DISCLOSURE OF THE INVENTION In the present invention, therefore, the metal material to be protected has a film thickness of 5 to 12 μm and a center line surface roughness Ra of 0.4 μ.
Provided is a highly corrosion-resistant coating formed by coating an electrodeposition coating film having a thickness of m or less, particularly a cationic electrodeposition coating film.

Detailed Discussion Ra measuring method using a stylus type surface roughness measuring device is JIS
B 0651. Ra here is based on this test method.

As described above, according to the conventional method, R
It is difficult to set a to 0.4 μm or less. So R
Special measures are required to set a to 0.4 μm or less. Ra can be generally improved by increasing the heat flow property during baking. However, modifying the coating composition to enhance heat flow should not adversely affect other performance. The following method was found to be effective for that purpose.

A. Adjustment of pigment concentration The paint contains various pigments for the purpose of coloring and anticorrosion. In order to reduce the occurrence of craters due to self-repelling and oil-repelling in electrodeposition coatings, a relatively large amount of extender pigment such as clay is added to rather suppress the flow property. Therefore, it is possible to improve the flowability by suppressing the pigment ratio in the coating film as low as possible within the range where a satisfactory cissing prevention effect is secured. There are a method of lowering the weight ratio (PWC) of the entire pigment in the coating film and a method of lowering the volume ratio (PVC) of the entire pigment in the coating film. PVC can be lowered by using a large amount of pigment having a large specific gravity while keeping PWC constant. Of course, both can be used together. In this case, the range in which the flowability can be improved without adversely affecting the other performances, particularly the cissing resistance, is generally 1 to 25% for PWC, preferably 5 to 15%, and for PVC is 0. 2-15%, preferably 1.
It is 5 to 7%.

B. Use of flow improver or surface smoothness improver In the epoxy cationic electrodeposition coating, a part of the epoxy ring is opened with a hydroxyl compound such as 2-ethylhexanol, nonylphenol or ethylene glycol mono-2-ethylhexyl ether. It is known to obtain cationic resins with improved heat flow properties. In addition, JP-A-5-287223 and JP-A-7-12 of the applicant.
6557 discloses cationic resins that improve the surface smoothness of acrylic and epoxy systems, respectively.
It is also an effective means to add a component capable of improving the flow property or the flatness of the surface to the paint. In particular, JP-A-7
Cationic resins derived from t-alkylphenol novolac epoxy resins disclosed in -126557 are particularly preferred as they can improve surface smoothness without adversely affecting other performances, especially topcoat adhesion.

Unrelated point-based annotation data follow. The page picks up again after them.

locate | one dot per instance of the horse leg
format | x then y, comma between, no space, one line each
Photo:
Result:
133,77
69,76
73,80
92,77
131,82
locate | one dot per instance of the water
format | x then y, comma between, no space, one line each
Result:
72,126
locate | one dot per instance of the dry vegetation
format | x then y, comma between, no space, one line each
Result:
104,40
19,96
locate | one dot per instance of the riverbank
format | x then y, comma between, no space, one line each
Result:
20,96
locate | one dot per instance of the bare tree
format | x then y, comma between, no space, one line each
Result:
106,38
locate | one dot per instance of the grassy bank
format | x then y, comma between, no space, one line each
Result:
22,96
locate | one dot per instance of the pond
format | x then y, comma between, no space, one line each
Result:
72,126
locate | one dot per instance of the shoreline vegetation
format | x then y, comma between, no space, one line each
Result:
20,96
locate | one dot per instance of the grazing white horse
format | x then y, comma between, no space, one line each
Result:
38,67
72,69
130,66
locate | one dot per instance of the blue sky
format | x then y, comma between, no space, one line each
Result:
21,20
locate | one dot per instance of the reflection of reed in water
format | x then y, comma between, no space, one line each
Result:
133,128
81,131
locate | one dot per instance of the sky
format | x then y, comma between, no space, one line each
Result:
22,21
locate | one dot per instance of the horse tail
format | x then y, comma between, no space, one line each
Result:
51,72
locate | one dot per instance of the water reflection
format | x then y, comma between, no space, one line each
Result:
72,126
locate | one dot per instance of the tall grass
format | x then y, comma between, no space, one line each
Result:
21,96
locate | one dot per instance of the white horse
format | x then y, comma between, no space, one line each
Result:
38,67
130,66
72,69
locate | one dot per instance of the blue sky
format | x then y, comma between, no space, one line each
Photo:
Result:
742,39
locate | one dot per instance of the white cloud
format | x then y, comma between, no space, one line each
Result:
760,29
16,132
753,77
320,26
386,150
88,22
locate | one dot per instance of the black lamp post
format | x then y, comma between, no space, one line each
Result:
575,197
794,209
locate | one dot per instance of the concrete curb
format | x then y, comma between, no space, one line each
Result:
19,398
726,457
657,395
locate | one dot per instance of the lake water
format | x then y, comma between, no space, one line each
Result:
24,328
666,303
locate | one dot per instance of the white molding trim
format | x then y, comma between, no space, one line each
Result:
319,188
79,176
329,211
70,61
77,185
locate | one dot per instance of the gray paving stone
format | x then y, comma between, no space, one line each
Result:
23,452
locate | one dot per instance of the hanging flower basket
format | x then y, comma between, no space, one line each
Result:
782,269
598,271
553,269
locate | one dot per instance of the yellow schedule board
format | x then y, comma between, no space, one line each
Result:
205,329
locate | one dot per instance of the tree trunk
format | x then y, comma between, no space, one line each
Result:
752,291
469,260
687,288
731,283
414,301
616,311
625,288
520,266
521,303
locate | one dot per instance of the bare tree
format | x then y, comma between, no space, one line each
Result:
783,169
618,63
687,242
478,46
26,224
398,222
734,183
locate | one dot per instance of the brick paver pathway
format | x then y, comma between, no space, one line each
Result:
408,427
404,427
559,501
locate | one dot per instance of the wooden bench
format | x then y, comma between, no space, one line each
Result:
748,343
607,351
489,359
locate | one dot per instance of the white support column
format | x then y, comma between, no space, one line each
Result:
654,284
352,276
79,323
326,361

C. Use of low-viscosity main resin It is natural that low-viscosity resin has good flowability, but since viscosity increases in proportion to the molecular weight, lowering the molecular weight of the main resin generally lowers the mechanical strength of the coating film. It is practically not applicable to the cationic resin of. Japanese Patent Application Laid-Open No. 5-306327 of the present applicant discloses a cationic resin for electrodeposition coating, which is derived from an epoxy resin having a resin skeleton containing an oxolidone ring. This resin has a lower viscosity than conventional epoxy-based cationic resins when compared at the same molecular weight level, so using this resin as the main resin can improve flowability without adversely affecting other properties of the coating film. it can.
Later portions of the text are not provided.